# Series 2 with lifetime on goodwill for $6.95 plus shipping



## replaytv (Feb 21, 2011)

http://www.shopgoodwill.com/auctions/TiVo-Series-2-Digital-Video-Recorder-15650600.html
I see that this TiVo has no current bids and I just checked with TiVo and Shawna said it has lifetime. Check the pictures out and call to TiVo to make sure it does have lifetime. If no one wants it I will bid on it and then resell it. I hate to see a lifetime service go to the recycle bin.

There is a HD TiVo on that site too, but Betsy says that is DOES NOT have lifetime.


----------



## replaytv (Feb 21, 2011)

I just checked and no one has bid on it yet.


----------



## replaytv (Feb 21, 2011)

Ya!!! someone outbid me so I don't have to buy it!


----------



## Dan203 (Apr 17, 2000)

What makes you think it has lifetime? Did you actually call Tivo and ask?


----------



## Coolgrnmen (Feb 26, 2014)

"Condition
Item Appears To Be In Good Condition. Item Has Not Been Further Testested	"

Let's hope it actually works for whoever won it...


----------



## iceturkee (May 26, 2005)

Coolgrnmen said:


> "Condition
> Item Appears To Be In Good Condition. Item Has Not Been Further Testested	"
> 
> Let's hope it actually works for whoever won it...


i won it. and it cost me less than $25 even with shipping and handling. not a lot of money to waste if its junk.


----------



## replaytv (Feb 21, 2011)

Dan203 said:


> What makes you think it has lifetime? Did you actually call Tivo and ask?


What difference does it make to you? It is already sold.

And 'Yes' the phrase below does mean I did call Tivo and SHAWNA AT TIVO SAID IT HAS LIFETIME!!!!'

"I see that this TiVo has no current bids and I just checked with TiVo and Shawna said it has lifetime."



Coolgrnmen said:


> "Condition
> Item Appears To Be In Good Condition. Item Has Not Been Further Testested	"
> 
> Let's hope it actually works for whoever won it...


That model is fairly reliable.



iceturkee said:


> i won it. and it cost me less than $25 even with shipping and handling. not a lot of money to waste if its junk.


Glad to see that you got it. Hopefully it works OK. I only bid because I have a bunch of TiVos without lifetime that I can use as spare parts. I have had lots of that particular model and none of them have ever had a problem with the mother board, the part that make repair more difficult. ( I.E. by moving the crypto chip to another motherboard )


----------



## Dan203 (Apr 17, 2000)

replaytv said:


> What difference does it make to you? It is already sold.


I think you read attitude in my post when that wasn't my intention.
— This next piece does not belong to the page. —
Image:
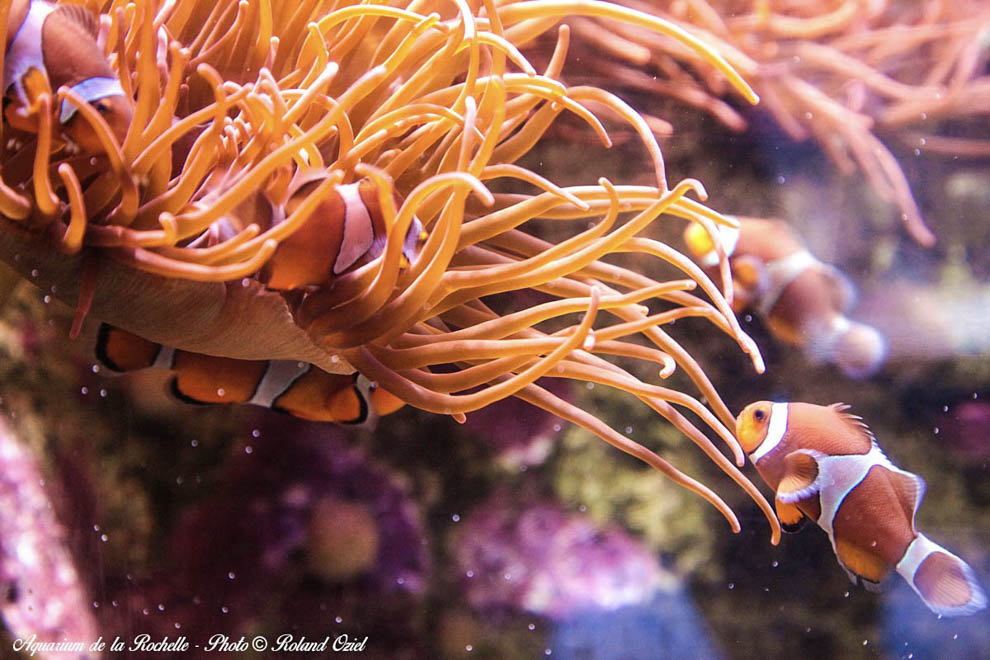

It was just poorly worded.

And I asked before it sold because I was considering buying it.


----------



## replaytv (Feb 21, 2011)

Dan203 said:


> I think you read attitude in my post when that wasn't my intention. It was just poorly worded.
> 
> And I asked before it sold because I was considering buying it.


If shows a End Time 2/27/2014 7:05:00 PM PT

And you posted at 11pm.

Or maybe your posting time somehow is different because of your location? So 11pm is actually before 5pm Pacific?

Just asking..... if it is, I apologize.


----------



## Dan203 (Apr 17, 2000)

I thought it was still open when I posted, but I had looked at it earlier I'm not sure if I looked again before I actually posted.

In any case it doesn't matter it's over.


----------



## iceturkee (May 26, 2005)

unit just shipped. should be here monday. and i just verified with tivo that it does, in fact, have lifetime on it.


----------